On the quarter-centenary of the stock market’s modernisation Tullett Prebon chief executive Terry Smith explains what went wrong

Thursday 27th October is the 25th anniversary of Big Bang. On this day in 1986 the way in which shares were traded in the UK was changed. In particular, there were no longer any fixed commissions for share trading and brokers and market makers were allowed to combine in so-called dual capacity firms.

The background to this was that shares had been traded on the London Stock Exchange which was literally a mutually owned private members club. The members were firms – brokers who dealt with investors and who charged commissions for doing so and jobbers or market makers who provided liquidity for dealing and in return took a spread between the buying and selling price – the bid-offer spread; and the individuals who were principals of those firms, most of which operated as partnerships.

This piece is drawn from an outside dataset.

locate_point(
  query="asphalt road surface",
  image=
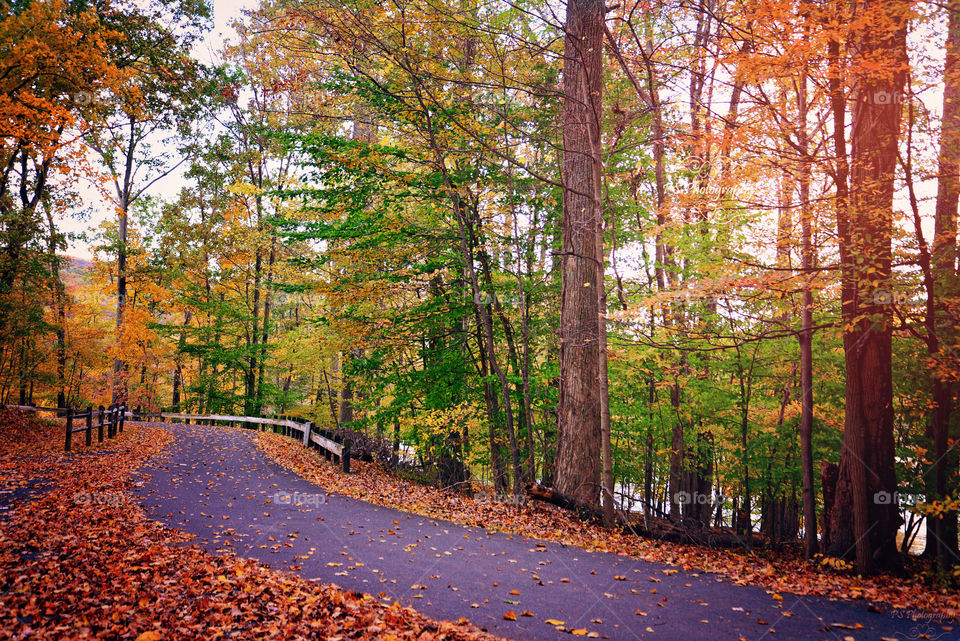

Prior to Big Bang commissions on dealing were fixed: all brokers charged the same rate of commission and did not compete. Investors could therefore not shop around and get the best deal. But at least investors were protected in the sense that the brokers’ relationship with the jobbers was an adversarial one – the broker would try to get the best price obtainable from the jobber when dealing.

This structure had made London increasingly uncompetitive as a venue for share trading, particularly when compared with New York which had its own version of Big Bang, known as May Day as it happened on 1st May 1975 when it scrapped fixed commissions. Trading in large international company shares had begun to migrate to New York because investors could deal more cheaply there.

The Big Bang reforms were negotiated between Trade Secretary Cecil Parkinson and Sir Nicholas Goodison the Chairman of the Stock Exchange.

At Big Bang I was working for the newly formed BZW which Barclays Bank had assembled by acquiring the broker De Zoete & Bevan and the jobber Wedd Durlacher. I was running the Financials desk which analysed and dealt in the shares of banks, insurance companies and property companies. Ironically, I was analysing many of the companies which took part in Big Bang.

Big Bang not only changed commission and allowed brokers and jobbers to combine. At Big Bang we also went from a world in which:

  • People came into work at 9.30am, went for a long, often liquid lunch, and left at 4.30pm to one in which work started at 7am and lunch became something you ate at your desk.
  • Client orders were done by a dealer on the Stock Exchange floor to one where share prices were displayed on screens and dealing required only the click of a mouse as the electronic order book replaced the Stock Exchange floor.
  • Firms dealing in shares were mostly partnerships to one in which they were mostly owned by foreign banks.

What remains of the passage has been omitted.